Good bioinformatics techniques are essential for interpreting genomic data no matter where you are, but for Andrew Pohorille, director of NASA’s Center for Computational Astrobiology, it’s even more important to glean as much knowledge as possible from raw data.
“You are much more forced to extract as much information as you can because repeating your experiment is not a simple thing,” Pohorille said of the gene expression studies that NASA has been conducting during recent space flights.
NASA is performing microarray experiments on kidney and bone cells as part of an effort to determine the physiological effects of long space flights. It has already been determined that there is a loss of bone mass in space, and gene expression studies have been targeted as one method by which to gain a better understanding of the process.

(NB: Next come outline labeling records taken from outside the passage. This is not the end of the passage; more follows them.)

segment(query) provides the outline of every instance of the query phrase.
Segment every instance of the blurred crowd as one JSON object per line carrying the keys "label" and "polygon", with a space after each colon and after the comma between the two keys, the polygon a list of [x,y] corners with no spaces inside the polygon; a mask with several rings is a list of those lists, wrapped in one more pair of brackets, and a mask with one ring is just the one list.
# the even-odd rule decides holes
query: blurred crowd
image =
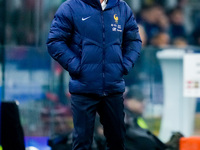
{"label": "blurred crowd", "polygon": [[[60,3],[49,3],[48,0],[8,0],[4,16],[6,45],[45,45],[48,29],[53,15]],[[133,7],[136,1],[125,0]],[[169,0],[141,0],[135,13],[139,24],[143,46],[165,47],[200,45],[200,19],[188,17],[185,11],[190,3],[187,0],[176,0],[176,5],[167,7]],[[200,11],[199,11],[200,12]],[[199,13],[198,12],[198,13]],[[189,12],[191,14],[191,12]],[[187,16],[187,17],[186,17]],[[199,17],[200,18],[200,17]],[[188,24],[191,21],[191,29]],[[187,24],[187,25],[186,25]]]}
{"label": "blurred crowd", "polygon": [[[183,5],[184,6],[184,5]],[[177,5],[166,9],[162,5],[144,5],[136,20],[143,46],[163,48],[175,46],[179,48],[187,45],[200,46],[200,21],[191,32],[186,30],[184,7]]]}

Recent microarray studies NASA performed on kidney cells on earth and in space indicated that several hundred genes are expressed differently at statistically significant levels, Pohorille said.
A broad survey of what happens to humans and other organisms during space flights will guide NASA’s decisionmaking process as the space program develops. “If it turns out, for example, that gene expression in development is messed up, that might mean that we could travel in space but we cannot colonize space because new organisms cannot really develop properly,” Pohorille said.
But astronauts have limited time to devote to microarray experiments during space flights, so the NCCA has had to work with fairly sparse data sets. While much of the center’s bioinformatics efforts would be considered fairly conventional — comparing microarray data from space and earth isn’t all that different from comparing diseased and healthy tissue — other features of the program have a “specific NASA flavor,” according to Pohorille, in order to overcome the challenges of incomplete information.
In a collaboration with Jeff Shrager of the Carnegie Institution of Washington and Pat Langley from the Institute for the Study of Learning and Expertise, the NCCA is developing a qualitative modeling system called Biolingua to reconstruct metabolic and regulatory pathways using incomplete information.
Pohorille noted that while the NCCA may have a particularly acute problem, many bioinformatics efforts are faced with a similar situation. “In most cases, even under well-controlled experiments, you don’t have complete information. You have a lot of genes that are unidentified functionally or are misidentified and you very rarely have enough of an understanding of biological processes that you can assign an enzyme to every process in a metabolic pathway.”
Biolingua uses artificial intelligence techniques to model pathways based on abstract representations of biological systems. It can interpret microarray data and suggest revisions that users can then add to further improve the model.
The system’s qualitative approach is distinctive, said Langley, because most simulation models work with quantitative information. “We’re not against quantitative modeling, there’s just some times when you don’t have enough information to justify that and you still want to be able to draw some conclusions.”
Pohorille said models such as EcoCyc represent pathways concretely using information that is already understood. Biolingua, however, represents biological processes as abstract aggregates that are analogous to a generalized chemical reaction, “an input, and output, and something that happens in between.”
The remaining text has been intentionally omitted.